Description: Flexera One - Cloud Cost Optimization - NAM - Delay in Bill processing
Timeframe: August 31st, 2024, 04:10 AMPDT to September 2nd, 2024, 08:41 AMPDT
Incident Summary
On Saturday, August 31st, 2024, at 04:10 AM PDT, we detected an issue affecting the Cloud Cost Optimization platform in the North America (NAM) region where some of our customers experienced delays in bill processing. Although the user interface remained accessible, it displayed outdated data due to a failure in processing imports. The incident was initially attributed to exceeding Cloud service processing limits, temporarily blocking bill processing for several affected organizations.
After diagnosing the issue, our technical team manually ran imports following the reset of the daily Cloud processing limit. Our team also collaborated closely with the service provider to implement a temporary quota increase and other enhancements, resulting in positive outcomes. By September 1st, 2024, at 07:15 AM PDT, bill processing had returned to normal for all customers except one.

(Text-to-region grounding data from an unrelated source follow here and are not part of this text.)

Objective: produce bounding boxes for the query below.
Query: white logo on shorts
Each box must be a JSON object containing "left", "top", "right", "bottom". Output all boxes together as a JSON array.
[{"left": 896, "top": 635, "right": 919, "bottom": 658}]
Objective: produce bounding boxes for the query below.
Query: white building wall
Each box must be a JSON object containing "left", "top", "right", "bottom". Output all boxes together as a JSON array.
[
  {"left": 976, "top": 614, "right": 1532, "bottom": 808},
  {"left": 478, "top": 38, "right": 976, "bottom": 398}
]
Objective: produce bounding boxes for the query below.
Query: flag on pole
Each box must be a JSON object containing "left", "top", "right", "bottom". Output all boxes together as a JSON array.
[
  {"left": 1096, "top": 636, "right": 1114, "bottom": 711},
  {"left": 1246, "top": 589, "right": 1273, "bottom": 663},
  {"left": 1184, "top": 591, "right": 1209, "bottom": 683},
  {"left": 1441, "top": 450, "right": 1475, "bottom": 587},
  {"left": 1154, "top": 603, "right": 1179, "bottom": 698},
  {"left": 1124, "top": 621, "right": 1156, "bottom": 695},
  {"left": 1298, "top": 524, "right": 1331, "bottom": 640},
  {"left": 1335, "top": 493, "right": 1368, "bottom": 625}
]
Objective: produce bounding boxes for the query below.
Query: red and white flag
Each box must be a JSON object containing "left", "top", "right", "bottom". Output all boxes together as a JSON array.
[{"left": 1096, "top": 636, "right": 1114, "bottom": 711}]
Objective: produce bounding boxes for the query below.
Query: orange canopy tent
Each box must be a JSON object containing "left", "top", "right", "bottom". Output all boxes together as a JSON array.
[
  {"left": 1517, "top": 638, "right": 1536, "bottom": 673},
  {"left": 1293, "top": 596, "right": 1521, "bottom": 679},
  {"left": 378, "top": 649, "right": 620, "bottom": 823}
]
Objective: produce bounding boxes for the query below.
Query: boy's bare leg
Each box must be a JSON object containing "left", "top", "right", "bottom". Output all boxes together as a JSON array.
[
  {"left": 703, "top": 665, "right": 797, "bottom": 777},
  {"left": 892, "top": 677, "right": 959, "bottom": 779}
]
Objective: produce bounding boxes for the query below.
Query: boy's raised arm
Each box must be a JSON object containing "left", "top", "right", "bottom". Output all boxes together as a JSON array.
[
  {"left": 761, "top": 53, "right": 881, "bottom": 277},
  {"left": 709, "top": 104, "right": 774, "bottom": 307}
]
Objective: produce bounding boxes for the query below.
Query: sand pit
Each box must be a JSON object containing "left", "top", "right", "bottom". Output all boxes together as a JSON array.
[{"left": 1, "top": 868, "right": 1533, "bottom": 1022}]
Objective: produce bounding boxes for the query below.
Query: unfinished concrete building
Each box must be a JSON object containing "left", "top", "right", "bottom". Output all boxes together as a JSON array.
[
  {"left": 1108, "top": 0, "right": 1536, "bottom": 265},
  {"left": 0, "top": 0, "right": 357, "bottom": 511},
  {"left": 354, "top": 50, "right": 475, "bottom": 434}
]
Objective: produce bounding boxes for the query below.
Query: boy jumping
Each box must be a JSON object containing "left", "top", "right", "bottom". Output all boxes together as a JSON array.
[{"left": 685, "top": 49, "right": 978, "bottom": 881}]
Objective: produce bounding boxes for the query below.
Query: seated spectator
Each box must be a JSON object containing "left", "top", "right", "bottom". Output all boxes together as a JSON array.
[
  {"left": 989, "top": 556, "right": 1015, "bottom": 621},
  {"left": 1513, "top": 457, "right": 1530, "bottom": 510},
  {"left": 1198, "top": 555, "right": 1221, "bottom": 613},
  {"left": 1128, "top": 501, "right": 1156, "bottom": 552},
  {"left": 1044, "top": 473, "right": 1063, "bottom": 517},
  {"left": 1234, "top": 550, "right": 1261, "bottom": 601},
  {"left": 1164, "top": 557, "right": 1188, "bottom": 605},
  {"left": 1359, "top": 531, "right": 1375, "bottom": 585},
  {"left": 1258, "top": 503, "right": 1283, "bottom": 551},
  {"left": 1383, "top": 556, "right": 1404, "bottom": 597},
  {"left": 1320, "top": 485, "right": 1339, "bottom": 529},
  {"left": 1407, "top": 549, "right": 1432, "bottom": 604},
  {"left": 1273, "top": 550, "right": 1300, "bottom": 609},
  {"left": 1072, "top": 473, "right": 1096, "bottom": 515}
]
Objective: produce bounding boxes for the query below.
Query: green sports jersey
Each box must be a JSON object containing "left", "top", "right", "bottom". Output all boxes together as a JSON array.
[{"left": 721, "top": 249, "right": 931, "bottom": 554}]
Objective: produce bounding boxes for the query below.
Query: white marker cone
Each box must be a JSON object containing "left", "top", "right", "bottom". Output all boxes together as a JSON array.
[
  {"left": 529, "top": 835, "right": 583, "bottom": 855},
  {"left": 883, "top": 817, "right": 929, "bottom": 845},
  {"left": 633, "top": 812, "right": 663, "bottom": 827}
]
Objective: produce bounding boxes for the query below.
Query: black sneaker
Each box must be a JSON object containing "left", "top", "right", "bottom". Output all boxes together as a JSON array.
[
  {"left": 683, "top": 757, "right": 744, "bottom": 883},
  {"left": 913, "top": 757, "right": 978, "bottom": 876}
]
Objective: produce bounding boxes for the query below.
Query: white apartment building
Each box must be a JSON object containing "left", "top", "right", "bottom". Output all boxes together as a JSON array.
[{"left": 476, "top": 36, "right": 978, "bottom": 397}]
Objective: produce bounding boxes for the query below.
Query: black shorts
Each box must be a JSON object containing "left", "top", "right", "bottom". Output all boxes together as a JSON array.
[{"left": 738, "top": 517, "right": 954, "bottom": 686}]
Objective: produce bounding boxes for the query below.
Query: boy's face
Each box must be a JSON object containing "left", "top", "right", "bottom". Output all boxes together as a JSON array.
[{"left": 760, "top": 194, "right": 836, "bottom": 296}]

Further investigation revealed that the root cause of the issue was a recently deployed code change. This change introduced additional data for all organizations, but the data volume for one of the customers exceeded its capacity, causing processing issues. To restore service, the team reverted the feature deployment for that specific customer, resolving the immediate problem. After extended monitoring, we declared the issue to be resolved on September 2nd, 2024, at 08:41 AM PDT.
Our teams are working on a permanent fix for this issue which is being tracked under a problem record.
Root Cause
The root cause of the incident was traced to a recent code change, which introduced additional data processing across all customer accounts. However, the volume of data exceeded the platform’s processing capabilities, triggering a failure in the import process. Additionally, the platform breached Google Cloud's daily processing limit, leading to a block on further processing and delays in bill processing for affected customers.
Remediation Actions
· Manual Imports: Our technical team manually ran imports for several affected organizations to reduce the backlog and the impact on the customers.
· Auto-Processing Disabled: Auto-processing was temporarily disabled during troubleshooting to ensure the platform could handle the manual imports without interference. It was re-enabled after all manual imports were complete.
· Collaboration with Service Provider: The team worked closely with the service provider to implement a temporary quota increase and additional system enhancements, helping to stabilize the platform.
· Revert Feature Deployment: To resolve the immediate issue, the team reverted the recent feature deployment for the customer generating the largest amount of traffic.
Future Preventative Measures
· Scalable Data Processing Solution: A long-term solution is being planned to enhance the platform’s ability to handle larger data volumes, ensuring that such incidents do not occur in the future.
· Improved Quota Monitoring and Management: Improved monitoring tools will be implemented to track quota usage and prevent limits from being exceeded.
· Pre-Deployment Testing for Large Data Sets: Our teams are working to review and implement pre-deployment tests that simulate data volumes from the largest traffic generators.